The intro from, Hon. Ursula Ungaro, Foreword: The Evolution of the Eleventh Circuit Court of Appeals: A New Era of Diversity on the Bench, 69 U. Miami L. Rev. 929 (2015):
From a historical perspective, 2014 was a pivotal year for the youngest circuit court in the nation. Within a four-month period, three new judges were confirmed and sworn in to serve on the Eleventh Circuit—all having clerked for distinguished Eleventh Circuit judges and all of them women. Judge Robin S. Rosenbaum, a former U.S. District Judge, U.S. Magistrate Judge, and Assistant U.S. Attorney in the Southern District of Florida, was elevated to the seat left vacant by Judge Rosemary Barkett. Judge Julie E. Carnes, a former U.S. District Judge and Assistant U.S. Attorney in the Northern District of Georgia, assumed the seat vacated by now Senior Judge James Edmondson. And Judge Jill A. Pryor, formerly a litigation partner at the Atlanta-based law firm of Bondurant, Mixson & Elmore, holds the seat left vacant by Judge Stanley Birch. This dramatic turnover of a quarter of the court’s authorized judgeships transformed the Eleventh Circuit into one of the most gender-balanced federal appellate courts in the country, with five active female judges to the court’s six active male judges.

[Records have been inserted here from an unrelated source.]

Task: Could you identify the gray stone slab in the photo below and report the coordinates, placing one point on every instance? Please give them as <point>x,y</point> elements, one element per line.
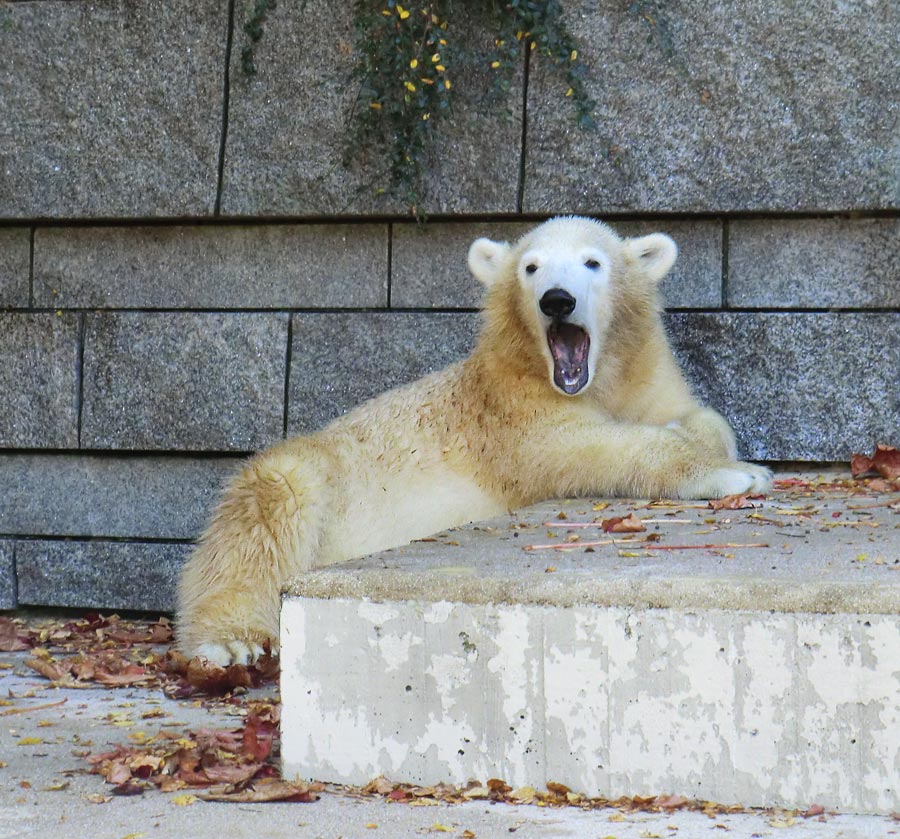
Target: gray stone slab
<point>232,267</point>
<point>7,574</point>
<point>183,381</point>
<point>39,380</point>
<point>111,109</point>
<point>133,497</point>
<point>814,263</point>
<point>428,261</point>
<point>340,360</point>
<point>744,107</point>
<point>287,126</point>
<point>15,259</point>
<point>99,575</point>
<point>796,386</point>
<point>696,279</point>
<point>505,559</point>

There is no doubt that the new judges will enjoy long careers in which they will have ample opportunity to influence the development of the law of the circuit. More immediately, however, their confirmations provide the court with much needed relief. Traditionally, the Eleventh Circuit has been among the busiest circuits, annually shouldering over 500 appeals per judgeship. By December 2013, however, the court had four judicial vacancies and found itself unable to staff its panels with at least two Eleventh Circuit judges. This compelled Chief Judge Carnes to declare a judicial emergency under 28 U.S.C. § 46(b). On October 17, 2014, following the confirmations of the new judges, Chief Judge
Carnes issued General Order 42, vacating the emergency designation. With the confirmation of the new judges, there are now eleven active judges. But the Eleventh Circuit actually has twelve authorized judgeships, the same number as when it was first created. While twelve is a small number in relation to the population now served, and the judges theoretically could request additional judgeships under the judiciary’s own guidelines, Congress has declined to authorize any additional appellate judgeships since 1990. Even if it were inclined to do so, the Eleventh Circuit judges likely would not seek additional positions; they have consistently voiced their opposition to expansion of the court, citing the efficiency, collegiality, coherence, and predictability in the development of law that come with a smaller court.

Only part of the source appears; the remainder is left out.